San Diego, California - A portrait of a California condor, one of the world’s largest flying birds, hangs opposite the desk of Nathan Dodder. The image is a constant reminder of the threatened bird that the San Diego State University analytical chemist is working to help save.
Along with SDSU environmental scientist Eunha Hoh and colleagues at the San Diego Zoo, Dodder recently received funding from California Sea Grant to study environmental toxins found along the coast that could impact the condor’s reproductive success.
The California condor (Gymnogyps californianus) is one of the most famous success stories in species conservation. By the late 1980s, condors’ eggshells had become dangerously thin, owing largely to human-caused factors. The agricultural pesticide DDT—now banned, but used widely for decades—as well as condors consuming animals that had been shot with lead pellets were leading causes for eggshell thinning. Once a common sight over California skies, the number of wild condors remaining dropped to just 22 in 1987.
That same year, a federally sponsored conservation program rounded up the remaining condors and began a captive breeding program headquartered San Diego Wild Animal Park (today known as the Safari Park) and the Los Angeles Zoo. As the condors bred, some were reintroduced into the wild. Most were released in California and Arizona, and a few were eventually released in Baja California, Mexico. Today, their numbers have rebounded to more than 440 known California condors in the wild or living in captivity.
In recent years, however, conservationists noticed a worrying trend: Condors living in coastal environments, such as near Big Sur, California, had fewer successful egg hatchings than condors living further inland.
“As many as 40 percent coastal-living California condor breeding pairs showed evidence of eggshell thinning,” Dodder explained.
Researchers have hypothesized that the coastal condors’ diet might partly explain why.
California condors are scavengers that primarily subsist on carrion, the decaying flesh of dead animals. For coastal condors, that means a large part of their diet is made up of dead marine mammals—sea lions, dolphins and seals, for examples—that wash ashore.
Because California’s coastal waters are a hot bed of environmental toxicity due to industrial runoff and wastewater and storm water discharge, these toxins build up in the food web and become concentrated in top predators like marine mammals. If the condors are ingesting dangerous, concentrated levels of environmental toxins in coastal carrion, researchers worry it could be the reason why coastal condors’ eggshells are thinner and their reproductive success is lower.
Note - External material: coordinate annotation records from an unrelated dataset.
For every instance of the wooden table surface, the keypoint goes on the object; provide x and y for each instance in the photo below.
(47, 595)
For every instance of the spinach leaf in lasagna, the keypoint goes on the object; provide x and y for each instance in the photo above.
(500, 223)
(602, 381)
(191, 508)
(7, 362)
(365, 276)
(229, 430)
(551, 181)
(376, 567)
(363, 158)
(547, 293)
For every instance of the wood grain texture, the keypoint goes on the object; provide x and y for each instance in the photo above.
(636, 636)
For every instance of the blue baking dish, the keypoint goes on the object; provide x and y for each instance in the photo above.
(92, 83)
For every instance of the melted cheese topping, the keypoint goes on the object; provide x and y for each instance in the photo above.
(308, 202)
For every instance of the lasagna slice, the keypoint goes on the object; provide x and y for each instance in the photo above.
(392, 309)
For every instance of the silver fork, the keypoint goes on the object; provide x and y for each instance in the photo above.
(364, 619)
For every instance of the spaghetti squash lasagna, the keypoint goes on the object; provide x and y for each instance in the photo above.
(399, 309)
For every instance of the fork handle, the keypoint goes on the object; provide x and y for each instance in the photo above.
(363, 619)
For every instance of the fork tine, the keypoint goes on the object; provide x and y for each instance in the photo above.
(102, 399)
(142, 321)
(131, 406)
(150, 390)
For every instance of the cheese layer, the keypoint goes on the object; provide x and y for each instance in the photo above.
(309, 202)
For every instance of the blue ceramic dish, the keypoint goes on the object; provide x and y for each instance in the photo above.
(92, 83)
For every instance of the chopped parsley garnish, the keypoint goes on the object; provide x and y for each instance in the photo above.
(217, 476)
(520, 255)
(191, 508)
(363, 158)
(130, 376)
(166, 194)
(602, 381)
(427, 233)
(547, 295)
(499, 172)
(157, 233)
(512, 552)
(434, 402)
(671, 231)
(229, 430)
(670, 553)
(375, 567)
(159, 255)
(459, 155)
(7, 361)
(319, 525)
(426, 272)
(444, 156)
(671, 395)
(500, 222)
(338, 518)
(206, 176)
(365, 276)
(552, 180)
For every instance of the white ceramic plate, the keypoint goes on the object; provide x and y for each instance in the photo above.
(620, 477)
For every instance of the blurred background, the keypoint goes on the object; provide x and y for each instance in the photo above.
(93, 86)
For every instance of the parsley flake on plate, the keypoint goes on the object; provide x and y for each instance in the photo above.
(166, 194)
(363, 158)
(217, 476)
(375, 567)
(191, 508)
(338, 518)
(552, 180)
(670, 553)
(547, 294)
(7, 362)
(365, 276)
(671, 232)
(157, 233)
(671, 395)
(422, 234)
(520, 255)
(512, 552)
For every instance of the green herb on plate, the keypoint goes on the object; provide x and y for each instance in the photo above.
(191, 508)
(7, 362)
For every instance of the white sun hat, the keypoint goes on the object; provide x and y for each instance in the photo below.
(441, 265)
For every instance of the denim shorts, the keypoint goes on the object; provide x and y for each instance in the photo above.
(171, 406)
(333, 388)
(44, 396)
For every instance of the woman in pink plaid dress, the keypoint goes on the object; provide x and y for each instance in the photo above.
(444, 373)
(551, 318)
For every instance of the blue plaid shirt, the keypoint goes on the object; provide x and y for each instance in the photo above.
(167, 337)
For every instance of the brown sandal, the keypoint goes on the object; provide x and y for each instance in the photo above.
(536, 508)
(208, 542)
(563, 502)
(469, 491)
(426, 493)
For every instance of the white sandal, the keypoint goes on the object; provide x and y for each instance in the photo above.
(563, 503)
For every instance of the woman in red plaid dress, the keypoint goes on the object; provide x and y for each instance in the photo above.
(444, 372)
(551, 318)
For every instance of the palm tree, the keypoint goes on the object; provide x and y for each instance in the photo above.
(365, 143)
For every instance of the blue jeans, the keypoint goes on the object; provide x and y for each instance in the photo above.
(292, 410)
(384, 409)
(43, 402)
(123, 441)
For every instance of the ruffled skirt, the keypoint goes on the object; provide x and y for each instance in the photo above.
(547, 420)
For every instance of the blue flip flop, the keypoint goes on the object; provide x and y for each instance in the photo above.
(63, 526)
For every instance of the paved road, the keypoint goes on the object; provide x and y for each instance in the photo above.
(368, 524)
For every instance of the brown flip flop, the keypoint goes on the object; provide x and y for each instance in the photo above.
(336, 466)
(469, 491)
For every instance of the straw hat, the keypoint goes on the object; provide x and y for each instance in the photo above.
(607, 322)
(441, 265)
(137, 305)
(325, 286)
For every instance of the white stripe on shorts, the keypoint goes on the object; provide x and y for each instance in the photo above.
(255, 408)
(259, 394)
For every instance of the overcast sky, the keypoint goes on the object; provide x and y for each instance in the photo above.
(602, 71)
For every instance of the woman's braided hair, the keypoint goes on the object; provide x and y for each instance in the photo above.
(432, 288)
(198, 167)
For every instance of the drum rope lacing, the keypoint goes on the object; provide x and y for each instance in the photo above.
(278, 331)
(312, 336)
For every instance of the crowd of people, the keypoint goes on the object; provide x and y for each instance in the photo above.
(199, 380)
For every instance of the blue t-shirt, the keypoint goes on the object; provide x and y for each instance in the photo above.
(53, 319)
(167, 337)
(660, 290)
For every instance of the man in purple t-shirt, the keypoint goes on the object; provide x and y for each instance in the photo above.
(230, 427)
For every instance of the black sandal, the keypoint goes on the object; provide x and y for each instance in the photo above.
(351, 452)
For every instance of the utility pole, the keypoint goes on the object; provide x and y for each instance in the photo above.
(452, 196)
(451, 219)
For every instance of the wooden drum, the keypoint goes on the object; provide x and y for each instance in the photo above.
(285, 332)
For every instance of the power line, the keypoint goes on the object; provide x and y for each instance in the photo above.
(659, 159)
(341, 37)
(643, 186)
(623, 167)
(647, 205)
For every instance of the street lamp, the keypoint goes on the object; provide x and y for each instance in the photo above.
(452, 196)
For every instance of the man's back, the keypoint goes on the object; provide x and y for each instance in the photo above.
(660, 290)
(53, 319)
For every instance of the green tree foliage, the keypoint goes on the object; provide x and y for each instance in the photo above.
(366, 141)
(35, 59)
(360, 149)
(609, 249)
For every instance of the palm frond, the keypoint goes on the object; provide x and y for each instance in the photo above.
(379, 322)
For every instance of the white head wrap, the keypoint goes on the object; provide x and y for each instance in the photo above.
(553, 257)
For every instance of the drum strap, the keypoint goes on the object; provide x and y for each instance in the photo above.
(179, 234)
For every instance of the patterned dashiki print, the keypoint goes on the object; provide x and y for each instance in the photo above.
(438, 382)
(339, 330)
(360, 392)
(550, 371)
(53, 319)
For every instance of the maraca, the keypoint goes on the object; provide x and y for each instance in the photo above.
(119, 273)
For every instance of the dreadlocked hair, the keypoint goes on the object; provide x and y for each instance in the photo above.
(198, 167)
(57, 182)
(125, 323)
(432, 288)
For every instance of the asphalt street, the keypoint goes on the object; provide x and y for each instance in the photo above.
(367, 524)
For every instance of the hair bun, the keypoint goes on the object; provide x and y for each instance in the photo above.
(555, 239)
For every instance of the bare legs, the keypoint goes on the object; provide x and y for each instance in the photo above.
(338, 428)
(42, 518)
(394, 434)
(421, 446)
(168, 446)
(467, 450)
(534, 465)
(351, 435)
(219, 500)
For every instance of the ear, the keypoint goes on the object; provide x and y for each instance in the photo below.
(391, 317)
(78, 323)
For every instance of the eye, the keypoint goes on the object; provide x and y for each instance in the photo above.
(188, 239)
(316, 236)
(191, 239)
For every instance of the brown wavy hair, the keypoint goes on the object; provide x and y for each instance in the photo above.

To find out whether that’s the case, Dodder and Hoh, along with San Diego Zoo conservationists Christopher Tubbs and Ignacio Vilchis are scanning the chemical compositions of dead marine mammals found up and down the California and Baja California coasts, looking specifically for high concentrations of contaminants known to be toxic. They will then compare those results to chemical analyses of blood sampled from dozens of California condors living in both inland and coastal environments, looking for tell-tale matches.
“We’re zeroing in on fewer than a dozen highly concentrated contaminants that are abundant in both marine mammals and condors,” Dodder said.
Early results point to one potential toxic troublemaker: a compound known as tris (4-chlorophenyl) methanol, or TCPM, that has been found in high concentrations in both marine mammal carcasses and condors. More research will be needed to determine whether TCPM is indeed playing a harmful role in condor reproduction, as well as what other contaminants might be involved.
The research is funded by a two-year, $257,000 grant from California Sea Grant, a program of the National Oceanic and Atmospheric Administration. The funding will also support training and research experience for an SDSU graduate student.
In addition to simply identifying harmful coastal contaminants that may be holding back California condor conservation efforts, researchers are also interested in whether Baja California should receive an increased share of the reintroduced condors. Less industrial hunting and agriculture occurs on the peninsula, explained Hoh, meaning condors there are probably exposed to less lead and pesticides.
“But because marine mammals migrate up and down the coast, a big unknown is whether the toxicity of marine mammals would be the same in Baja California as it is along the California coast, negating the other benefits,” Hoh said.